Тишина обычно меня не угнетает, но во время поездки было как-то особенно неуютно. У меня от мыслей голова пухнет, но Марта замкнулась в себе и ничем из скорлупы не вытащить. Только взгляд отводит, хмурится, губу жуёт до отпечатков зубов, думает.
– Почему я должен остановиться у чёрта на рогах? – спрашиваю, впрочем, не снижая скорости. – Тут ни фонарей путёвых, ямы сплошные вместо асфальта. Ещё убьёшься или в беду попадёшь.
– Да я тут всю жизнь живу, при рождении большинства ям лично присутствовала.
– И ничего, мне не трудно.
– Просто… – и грустно вздохнув, всё-таки поясняет: – соседи, Марк.
– Да к чёрту их любопытные носы, – сквозь зубы и только скорость прибавляю.
Не собираюсь я прятаться за углом. Вот ещё, детский сад и глупость.
Марта вскидывает на меня обжигающий висок взгляд и вдруг смеётся. Тихонько так, заливисто, а я и сам улыбаюсь во все тридцать два.
Потому что так хочется, так кажется правильным.
С Мартой мне легко и интересно. Хочется время с ней проводить, уберечь от всякого, рядом быть. Я не то чтобы никогда не влюблялся, но ни разу так сильно не нуждался в девушке.
– Ладно уж, поехали. И правда, чего это я?
– Будет сделано, милостивая госпожа, – заявляю с серьёзным видом и сворачиваю в её унылый двор.
Слишком похожие дома, и от их однообразия тоска нападает.
Когда паркуюсь у подъезда, Марта уже не кажется такой напряжённой. Словно бы смирилась, что здесь мы как на колесе обозрения, и каждый может нас увидеть.
– Марк… мама знает, что меня кто-то подвозил домой. Ей доложили, – Марта робеет и тянется, чтобы коснуться моей щеки пальцами. – Я всеми силами отмазывалась от разговора, но если у нас действительно отношения, не смогу долго отмалчиваться.
– Не хочешь играть в тайную любовь? – усмехаюсь. Задумываюсь и понимаю, что и меня такой вариант не устраивает.
– Не хочу, – чуть-чуть смущаясь, говорит, но в глаза смело смотрит, открыто. – А ты?

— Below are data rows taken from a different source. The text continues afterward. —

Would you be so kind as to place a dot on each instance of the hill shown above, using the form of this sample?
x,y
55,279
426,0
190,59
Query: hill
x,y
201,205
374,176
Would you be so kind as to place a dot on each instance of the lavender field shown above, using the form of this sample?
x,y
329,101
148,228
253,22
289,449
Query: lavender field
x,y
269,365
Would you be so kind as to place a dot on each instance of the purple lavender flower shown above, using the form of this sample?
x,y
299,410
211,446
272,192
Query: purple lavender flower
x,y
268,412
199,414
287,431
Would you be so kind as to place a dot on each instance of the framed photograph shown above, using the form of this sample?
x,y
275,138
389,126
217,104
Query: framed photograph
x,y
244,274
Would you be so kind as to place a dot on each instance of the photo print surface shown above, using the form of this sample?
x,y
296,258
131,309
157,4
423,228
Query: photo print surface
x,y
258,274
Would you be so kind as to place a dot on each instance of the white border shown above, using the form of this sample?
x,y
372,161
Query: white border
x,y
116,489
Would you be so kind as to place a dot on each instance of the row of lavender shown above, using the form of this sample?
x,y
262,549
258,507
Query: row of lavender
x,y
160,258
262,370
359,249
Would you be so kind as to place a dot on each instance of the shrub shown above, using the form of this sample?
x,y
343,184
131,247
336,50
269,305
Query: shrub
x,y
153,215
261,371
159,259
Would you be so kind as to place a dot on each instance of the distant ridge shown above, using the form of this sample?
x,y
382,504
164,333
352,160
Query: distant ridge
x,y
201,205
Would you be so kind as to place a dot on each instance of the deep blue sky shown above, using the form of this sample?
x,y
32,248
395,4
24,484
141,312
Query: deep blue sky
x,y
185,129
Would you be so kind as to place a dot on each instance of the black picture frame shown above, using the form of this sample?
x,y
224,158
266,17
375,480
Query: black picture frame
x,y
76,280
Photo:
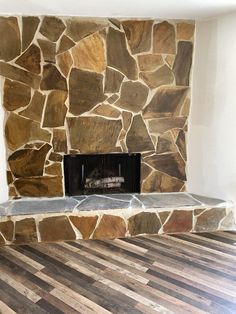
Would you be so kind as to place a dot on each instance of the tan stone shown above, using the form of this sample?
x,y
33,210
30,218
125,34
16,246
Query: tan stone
x,y
185,31
56,229
59,141
138,34
10,44
28,162
160,182
65,61
110,227
17,74
164,38
15,95
7,229
52,27
48,49
35,109
19,131
89,54
85,225
54,169
106,111
40,186
78,28
149,62
29,28
162,76
25,231
138,138
30,59
133,96
179,221
118,56
55,110
96,134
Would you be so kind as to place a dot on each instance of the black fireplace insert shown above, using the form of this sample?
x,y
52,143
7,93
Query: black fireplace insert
x,y
102,174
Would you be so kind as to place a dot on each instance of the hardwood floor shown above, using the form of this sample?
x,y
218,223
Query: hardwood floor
x,y
187,273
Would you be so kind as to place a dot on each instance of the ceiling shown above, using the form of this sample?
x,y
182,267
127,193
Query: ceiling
x,y
185,9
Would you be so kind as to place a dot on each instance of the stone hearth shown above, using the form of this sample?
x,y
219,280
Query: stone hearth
x,y
111,216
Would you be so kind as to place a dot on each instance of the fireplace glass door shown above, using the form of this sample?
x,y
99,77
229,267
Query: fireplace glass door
x,y
102,174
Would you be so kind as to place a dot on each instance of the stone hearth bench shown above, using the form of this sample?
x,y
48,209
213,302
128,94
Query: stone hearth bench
x,y
30,220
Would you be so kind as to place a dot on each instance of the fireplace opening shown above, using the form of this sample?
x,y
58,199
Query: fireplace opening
x,y
102,174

– Я уже говорил, что мне нравится твоё желание всё расставлять по местам? – беру пальцами её подбородок, большим по губам провожу, контур очерчиваю. – Наши мысли, кстати, удивительным образом сходятся.
– Здорово… – смотрит на меня зачарованно, не моргает, и только горло дёргается, когда я раскрываю её ладонь и целую в центр.

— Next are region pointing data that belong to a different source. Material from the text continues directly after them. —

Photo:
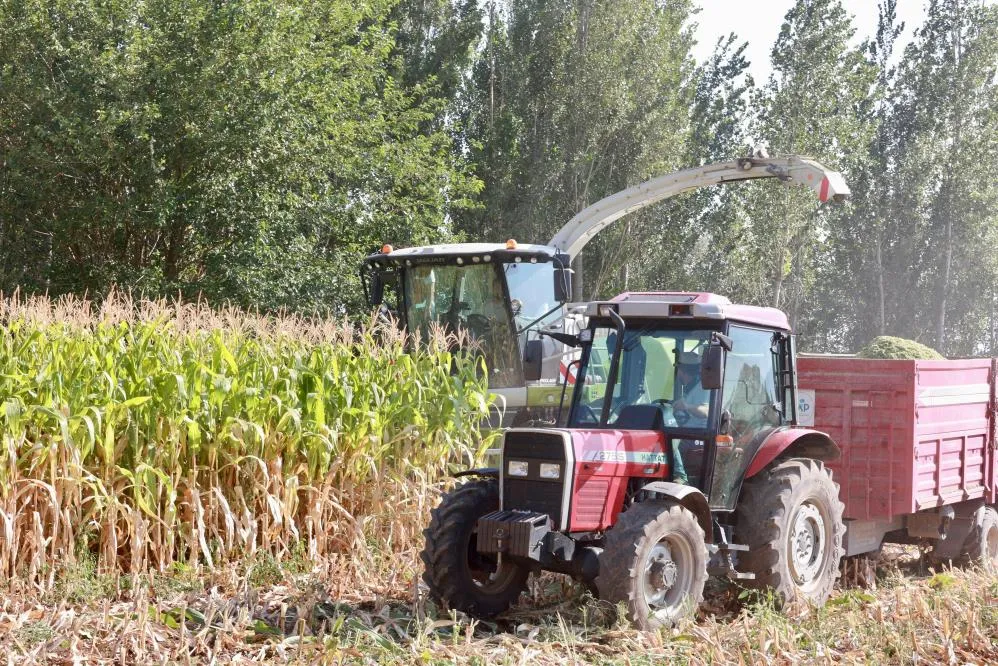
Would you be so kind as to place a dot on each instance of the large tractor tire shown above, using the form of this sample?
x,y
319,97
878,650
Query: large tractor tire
x,y
790,517
456,573
654,561
981,545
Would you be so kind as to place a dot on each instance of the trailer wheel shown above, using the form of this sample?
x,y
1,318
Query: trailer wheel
x,y
654,561
456,574
790,517
981,546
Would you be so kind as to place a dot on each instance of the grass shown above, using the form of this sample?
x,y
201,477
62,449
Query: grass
x,y
914,615
271,511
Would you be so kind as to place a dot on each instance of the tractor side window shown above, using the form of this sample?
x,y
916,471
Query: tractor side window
x,y
649,374
751,401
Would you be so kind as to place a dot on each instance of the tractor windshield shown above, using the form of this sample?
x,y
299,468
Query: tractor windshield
x,y
471,298
658,366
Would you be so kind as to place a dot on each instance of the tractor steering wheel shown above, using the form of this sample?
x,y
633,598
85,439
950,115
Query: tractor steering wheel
x,y
591,416
681,416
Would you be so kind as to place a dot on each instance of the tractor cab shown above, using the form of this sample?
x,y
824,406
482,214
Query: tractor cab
x,y
681,456
713,379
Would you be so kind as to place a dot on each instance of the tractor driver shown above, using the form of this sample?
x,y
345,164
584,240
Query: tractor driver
x,y
690,395
694,400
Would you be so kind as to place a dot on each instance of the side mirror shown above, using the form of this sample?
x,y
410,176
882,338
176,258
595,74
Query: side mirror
x,y
533,359
712,368
377,294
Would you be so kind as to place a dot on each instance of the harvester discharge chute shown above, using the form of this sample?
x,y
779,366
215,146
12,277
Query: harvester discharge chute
x,y
513,296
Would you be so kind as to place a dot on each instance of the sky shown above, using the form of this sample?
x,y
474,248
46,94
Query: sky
x,y
759,21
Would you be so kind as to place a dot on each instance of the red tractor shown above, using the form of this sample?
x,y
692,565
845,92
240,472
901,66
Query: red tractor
x,y
676,395
684,453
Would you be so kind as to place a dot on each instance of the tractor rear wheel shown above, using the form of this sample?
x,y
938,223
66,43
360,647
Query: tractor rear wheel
x,y
654,561
981,546
457,575
790,517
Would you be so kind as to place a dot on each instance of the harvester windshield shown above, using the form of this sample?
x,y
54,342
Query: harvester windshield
x,y
469,298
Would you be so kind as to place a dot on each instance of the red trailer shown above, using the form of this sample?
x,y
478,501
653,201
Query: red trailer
x,y
918,445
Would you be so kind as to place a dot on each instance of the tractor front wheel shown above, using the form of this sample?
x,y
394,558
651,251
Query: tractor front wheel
x,y
481,585
790,517
981,545
654,561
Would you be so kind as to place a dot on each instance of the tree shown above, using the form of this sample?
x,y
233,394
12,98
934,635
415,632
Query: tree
x,y
815,103
573,100
248,150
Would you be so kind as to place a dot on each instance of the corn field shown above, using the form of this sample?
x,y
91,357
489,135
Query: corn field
x,y
147,433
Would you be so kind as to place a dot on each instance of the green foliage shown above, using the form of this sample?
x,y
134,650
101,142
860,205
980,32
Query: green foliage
x,y
248,150
889,347
569,103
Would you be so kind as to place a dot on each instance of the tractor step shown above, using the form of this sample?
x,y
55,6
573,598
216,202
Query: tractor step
x,y
725,572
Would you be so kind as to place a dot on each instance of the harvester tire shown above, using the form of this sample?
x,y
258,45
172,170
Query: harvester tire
x,y
654,562
790,517
457,575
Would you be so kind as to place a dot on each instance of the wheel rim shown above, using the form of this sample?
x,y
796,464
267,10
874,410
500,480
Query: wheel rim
x,y
991,546
807,544
668,574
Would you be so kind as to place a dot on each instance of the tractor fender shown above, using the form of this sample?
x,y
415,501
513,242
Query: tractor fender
x,y
798,442
688,497
487,472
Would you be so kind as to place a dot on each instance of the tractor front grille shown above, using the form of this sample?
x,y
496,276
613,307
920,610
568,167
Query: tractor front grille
x,y
532,493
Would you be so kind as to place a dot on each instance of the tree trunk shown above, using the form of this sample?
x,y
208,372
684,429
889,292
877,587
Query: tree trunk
x,y
577,279
882,301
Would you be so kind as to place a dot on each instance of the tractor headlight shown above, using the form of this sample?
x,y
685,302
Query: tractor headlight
x,y
516,468
550,471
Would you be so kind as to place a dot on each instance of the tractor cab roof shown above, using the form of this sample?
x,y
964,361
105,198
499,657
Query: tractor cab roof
x,y
692,305
460,253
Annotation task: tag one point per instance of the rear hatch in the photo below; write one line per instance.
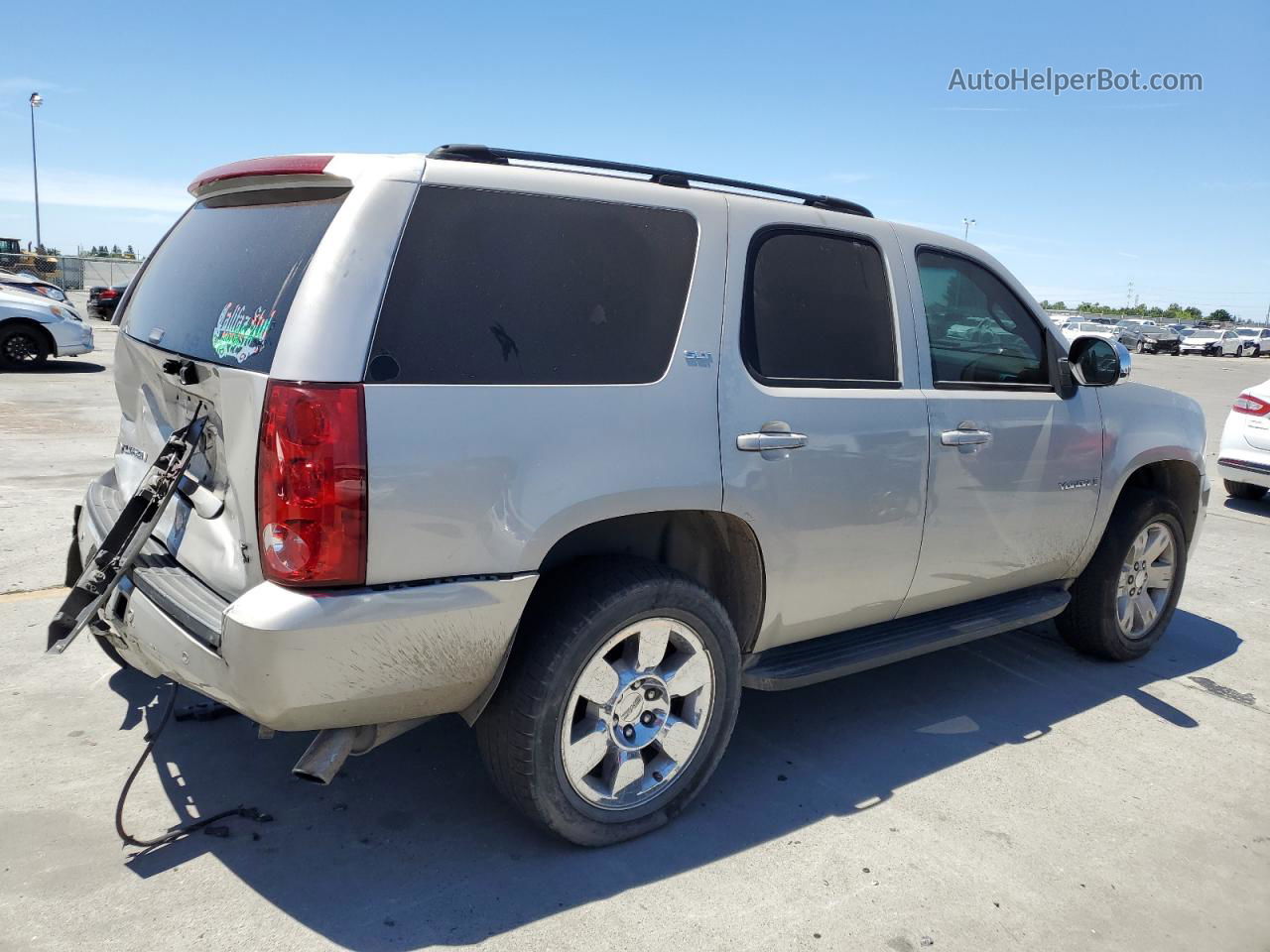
(199, 327)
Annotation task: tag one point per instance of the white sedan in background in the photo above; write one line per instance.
(1088, 329)
(1243, 458)
(33, 329)
(1220, 343)
(1256, 340)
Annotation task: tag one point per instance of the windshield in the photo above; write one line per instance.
(221, 284)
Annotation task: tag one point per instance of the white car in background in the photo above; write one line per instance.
(1256, 340)
(1205, 340)
(1243, 458)
(33, 329)
(1089, 329)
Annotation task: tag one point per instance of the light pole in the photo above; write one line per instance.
(36, 102)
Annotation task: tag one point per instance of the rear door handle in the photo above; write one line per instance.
(758, 442)
(966, 434)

– Отец, кстати, уже в курсе, что у нас отношения…
Марта бледнеет до такой степени, что я всерьёз опасаюсь: она в обморок хлопнется.
– Как это он в курсе? – волнуется, ёрзает на месте и часто-часто моргает. – Когда ты ему успел рассказать?

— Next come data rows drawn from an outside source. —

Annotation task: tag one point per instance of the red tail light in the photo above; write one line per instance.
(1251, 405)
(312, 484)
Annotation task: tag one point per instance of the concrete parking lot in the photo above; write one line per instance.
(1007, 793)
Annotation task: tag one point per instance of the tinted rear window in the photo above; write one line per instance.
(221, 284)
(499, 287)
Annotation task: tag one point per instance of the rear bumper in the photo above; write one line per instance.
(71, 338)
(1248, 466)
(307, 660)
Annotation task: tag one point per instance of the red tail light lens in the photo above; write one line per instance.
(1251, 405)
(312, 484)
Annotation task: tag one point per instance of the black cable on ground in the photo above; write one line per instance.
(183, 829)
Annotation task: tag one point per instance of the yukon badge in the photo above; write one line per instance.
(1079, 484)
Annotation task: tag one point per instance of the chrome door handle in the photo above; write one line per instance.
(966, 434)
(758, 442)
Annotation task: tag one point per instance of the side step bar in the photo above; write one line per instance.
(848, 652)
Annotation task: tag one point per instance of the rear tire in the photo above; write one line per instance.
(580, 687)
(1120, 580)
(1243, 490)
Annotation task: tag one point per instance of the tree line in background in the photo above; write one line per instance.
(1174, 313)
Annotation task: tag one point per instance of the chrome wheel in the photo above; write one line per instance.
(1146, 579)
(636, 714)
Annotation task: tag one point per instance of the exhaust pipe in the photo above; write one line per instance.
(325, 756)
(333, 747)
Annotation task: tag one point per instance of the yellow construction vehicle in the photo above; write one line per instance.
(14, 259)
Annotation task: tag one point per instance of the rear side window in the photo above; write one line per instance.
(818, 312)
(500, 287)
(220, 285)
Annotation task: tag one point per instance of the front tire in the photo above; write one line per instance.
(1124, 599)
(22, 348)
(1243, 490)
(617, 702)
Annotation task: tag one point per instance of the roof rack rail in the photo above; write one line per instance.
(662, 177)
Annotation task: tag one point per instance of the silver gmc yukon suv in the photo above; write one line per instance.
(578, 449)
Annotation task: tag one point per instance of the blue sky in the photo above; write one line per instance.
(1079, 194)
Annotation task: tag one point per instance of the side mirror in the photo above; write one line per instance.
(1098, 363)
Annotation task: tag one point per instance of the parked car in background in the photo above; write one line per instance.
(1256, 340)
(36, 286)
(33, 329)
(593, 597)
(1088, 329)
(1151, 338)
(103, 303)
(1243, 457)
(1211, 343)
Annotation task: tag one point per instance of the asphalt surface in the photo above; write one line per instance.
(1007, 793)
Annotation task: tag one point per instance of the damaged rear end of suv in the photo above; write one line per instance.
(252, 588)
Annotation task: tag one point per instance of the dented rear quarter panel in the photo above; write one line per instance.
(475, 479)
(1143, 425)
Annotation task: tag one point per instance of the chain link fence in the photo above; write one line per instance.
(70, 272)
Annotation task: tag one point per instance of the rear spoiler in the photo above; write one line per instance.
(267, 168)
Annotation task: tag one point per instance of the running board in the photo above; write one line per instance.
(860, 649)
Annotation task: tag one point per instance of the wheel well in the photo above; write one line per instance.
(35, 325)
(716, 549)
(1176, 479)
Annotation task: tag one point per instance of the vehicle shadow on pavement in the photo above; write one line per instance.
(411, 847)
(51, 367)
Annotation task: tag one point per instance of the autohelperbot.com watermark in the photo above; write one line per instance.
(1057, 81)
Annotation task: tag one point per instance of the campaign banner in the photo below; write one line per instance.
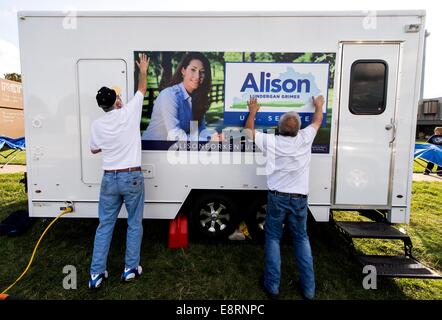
(199, 96)
(279, 88)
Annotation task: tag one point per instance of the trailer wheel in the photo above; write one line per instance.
(256, 217)
(214, 216)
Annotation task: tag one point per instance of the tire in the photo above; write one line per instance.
(214, 216)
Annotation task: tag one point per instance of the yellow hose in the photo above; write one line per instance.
(67, 210)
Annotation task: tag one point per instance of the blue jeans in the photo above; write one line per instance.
(116, 188)
(280, 207)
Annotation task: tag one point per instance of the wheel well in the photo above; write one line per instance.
(242, 198)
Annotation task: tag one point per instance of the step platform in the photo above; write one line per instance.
(373, 230)
(398, 267)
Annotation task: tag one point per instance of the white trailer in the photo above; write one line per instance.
(368, 159)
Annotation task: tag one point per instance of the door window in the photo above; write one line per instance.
(368, 87)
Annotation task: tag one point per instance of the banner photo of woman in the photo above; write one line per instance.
(199, 96)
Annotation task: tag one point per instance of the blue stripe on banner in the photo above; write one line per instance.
(213, 146)
(267, 118)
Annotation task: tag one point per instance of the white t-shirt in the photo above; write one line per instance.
(117, 134)
(288, 159)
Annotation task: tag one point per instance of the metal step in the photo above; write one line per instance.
(398, 267)
(374, 230)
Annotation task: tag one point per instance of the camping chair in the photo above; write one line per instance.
(428, 153)
(14, 145)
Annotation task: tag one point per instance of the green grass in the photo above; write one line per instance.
(208, 270)
(19, 159)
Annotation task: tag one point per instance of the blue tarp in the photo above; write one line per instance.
(10, 143)
(428, 152)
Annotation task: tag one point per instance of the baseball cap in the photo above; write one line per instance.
(106, 97)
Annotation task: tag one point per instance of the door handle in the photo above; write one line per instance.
(390, 126)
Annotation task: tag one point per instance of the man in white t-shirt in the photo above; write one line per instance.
(117, 136)
(288, 161)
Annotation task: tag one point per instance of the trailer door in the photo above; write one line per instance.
(92, 75)
(366, 125)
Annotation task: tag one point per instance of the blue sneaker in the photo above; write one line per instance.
(95, 280)
(130, 274)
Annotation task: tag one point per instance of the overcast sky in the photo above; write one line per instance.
(9, 52)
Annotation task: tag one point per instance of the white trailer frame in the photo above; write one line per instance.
(60, 167)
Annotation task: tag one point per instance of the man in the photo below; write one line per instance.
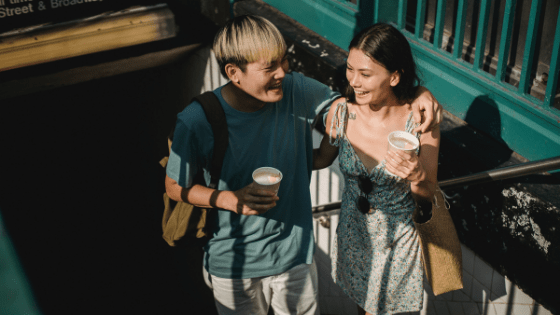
(261, 252)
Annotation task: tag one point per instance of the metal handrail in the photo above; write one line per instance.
(482, 177)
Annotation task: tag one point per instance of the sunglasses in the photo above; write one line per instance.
(366, 186)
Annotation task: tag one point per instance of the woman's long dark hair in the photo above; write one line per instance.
(386, 45)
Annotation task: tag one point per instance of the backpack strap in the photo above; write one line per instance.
(217, 118)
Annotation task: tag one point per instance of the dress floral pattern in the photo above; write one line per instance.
(376, 257)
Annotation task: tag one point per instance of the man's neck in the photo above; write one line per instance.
(240, 100)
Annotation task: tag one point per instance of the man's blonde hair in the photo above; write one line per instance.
(245, 39)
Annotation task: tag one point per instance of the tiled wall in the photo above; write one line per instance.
(485, 292)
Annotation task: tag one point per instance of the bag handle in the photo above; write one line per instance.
(217, 118)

– На вечеринке, мы с ним общались перед тем, как я тебя кататься повёз.
Мне неприятно вспоминать ту чушь, которую городил отец, хотя его резкость для меня не новость. Он такой – не терпит полумер, на всё имеет своё мнение и в одном месте видит чужое. Другое дело, что у нас всегда получалось договориться и прийти к компромиссу.
Вот только, несмотря ни на что, неприятно в груди царапает, потому что Марту я уж точно в обиду не дам. Даже отцу.
– Просто… я… ладно, не бери в голову. Сказал и сказал, – она отворачивается, стучит указательным пальцем по нижней губе, вглядывается в темноту за окном.